01-03-2015
En naar buiten gaande, weende hij bitterlijk.En heengaande verworgde zichzelven.
1. Petrus verloochent en Judas verraadt Jezus
2. Petrus weent en Jezus slaat de hand aan zichzelf
3. Petrus wordt vastgehouden en Judas wordt losgelaten door Jezus
Psalm 89:19
Psalm 34:9 (na de geloofsbelijdenis)
Psalm 51:1 en 2
Psalm 130:2
Psalm 6:9
Mattheus 26:69-75
69 En Petrus zat buiten in de zaal: en een dienstmaagd kwam tot hem, zeggende: Gij waart ook met Jezus, den Galileer.
70 Maar hij loochende het voor allen, zeggende: Ik weet niet, wat gij zegt.
71 En als hij naar de voorpoort uitging, zag hem een andere dienstmaagd, en zeide tot degenen, die aldaar waren: Deze was ook met Jezus den Nazarener.
72 En hij loochende het wederom met een eed, zeggende: Ik ken den Mens niet.
73 En een weinig daarna, die er stonden, bijkomende, zeiden tot Petrus: Waarlijk, gij zijt ook van die, want ook uw spraak maakt u openbaar.
74 Toen begon hij zich te vervloeken, en te zweren: Ik ken den Mens niet.
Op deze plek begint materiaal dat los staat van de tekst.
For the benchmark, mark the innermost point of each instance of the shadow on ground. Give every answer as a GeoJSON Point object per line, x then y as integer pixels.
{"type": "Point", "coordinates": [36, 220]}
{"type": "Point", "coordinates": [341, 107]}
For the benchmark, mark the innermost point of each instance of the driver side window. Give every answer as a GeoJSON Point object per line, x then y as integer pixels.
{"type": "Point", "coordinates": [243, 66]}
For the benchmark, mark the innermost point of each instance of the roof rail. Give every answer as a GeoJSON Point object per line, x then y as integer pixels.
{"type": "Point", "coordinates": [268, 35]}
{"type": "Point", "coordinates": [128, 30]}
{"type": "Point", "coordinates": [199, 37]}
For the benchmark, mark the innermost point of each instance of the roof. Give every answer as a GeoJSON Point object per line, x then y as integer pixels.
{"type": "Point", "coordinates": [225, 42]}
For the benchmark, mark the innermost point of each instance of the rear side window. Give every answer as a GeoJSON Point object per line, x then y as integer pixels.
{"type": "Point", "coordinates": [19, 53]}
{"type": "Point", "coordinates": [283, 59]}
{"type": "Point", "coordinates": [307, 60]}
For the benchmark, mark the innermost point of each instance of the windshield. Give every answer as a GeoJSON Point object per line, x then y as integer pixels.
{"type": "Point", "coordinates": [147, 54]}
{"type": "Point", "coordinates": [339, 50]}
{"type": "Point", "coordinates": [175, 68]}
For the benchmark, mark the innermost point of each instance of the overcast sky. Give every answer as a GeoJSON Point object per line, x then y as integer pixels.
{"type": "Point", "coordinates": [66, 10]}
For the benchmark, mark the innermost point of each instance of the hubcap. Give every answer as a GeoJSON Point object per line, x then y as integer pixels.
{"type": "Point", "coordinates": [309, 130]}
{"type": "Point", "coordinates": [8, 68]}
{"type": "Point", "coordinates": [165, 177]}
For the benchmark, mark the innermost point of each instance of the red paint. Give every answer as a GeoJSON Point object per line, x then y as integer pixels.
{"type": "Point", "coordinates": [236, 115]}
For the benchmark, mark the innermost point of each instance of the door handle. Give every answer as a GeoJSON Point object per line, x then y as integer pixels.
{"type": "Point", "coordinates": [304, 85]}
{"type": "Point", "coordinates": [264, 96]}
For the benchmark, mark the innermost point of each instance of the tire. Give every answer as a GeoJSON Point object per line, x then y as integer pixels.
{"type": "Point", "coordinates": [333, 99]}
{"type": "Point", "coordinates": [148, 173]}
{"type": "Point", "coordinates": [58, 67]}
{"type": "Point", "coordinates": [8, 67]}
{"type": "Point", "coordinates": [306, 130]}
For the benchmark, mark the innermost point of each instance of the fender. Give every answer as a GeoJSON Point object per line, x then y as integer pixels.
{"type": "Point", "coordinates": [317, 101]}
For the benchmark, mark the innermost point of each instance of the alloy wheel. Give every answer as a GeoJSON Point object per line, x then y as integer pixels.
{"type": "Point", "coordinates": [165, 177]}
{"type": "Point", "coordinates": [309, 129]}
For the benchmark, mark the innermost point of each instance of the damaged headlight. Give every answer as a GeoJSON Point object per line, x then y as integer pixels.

75 En terstond kraaide de haan: en Petrus werd indachtig, het woord van Jezus, Die tot hem gezegd had: Eer de haan gekraaid zal hebben, zult gij Mij driemaal verloochenen. En naar buiten gaande, weende hij bitterlijk.
Mattheus 27:1-10
1 Als het nu morgenstond geworden was, hebben al de overpriesters en de ouderlingen des volks te zamen raad genomen tegen Jezus, dat zij Hem doden zouden.
2 En Hem gebonden hebbende, leidden zij Hem weg, en gaven Hem over aan Pontius Pilatus, den stadhouder.
3 Toen heeft Judas, dien Hem verraden had, ziende, dat Hij veroordeeld was, berouw gehad, en heeft de dertig zilveren penningen den overpriesters en den ouderlingen wedergebracht,
4 Zeggende: Ik heb gezondigd, verradende het onschuldig bloed! Maar zij zeiden: Wat gaat ons dat aan? Gij moogt toezien.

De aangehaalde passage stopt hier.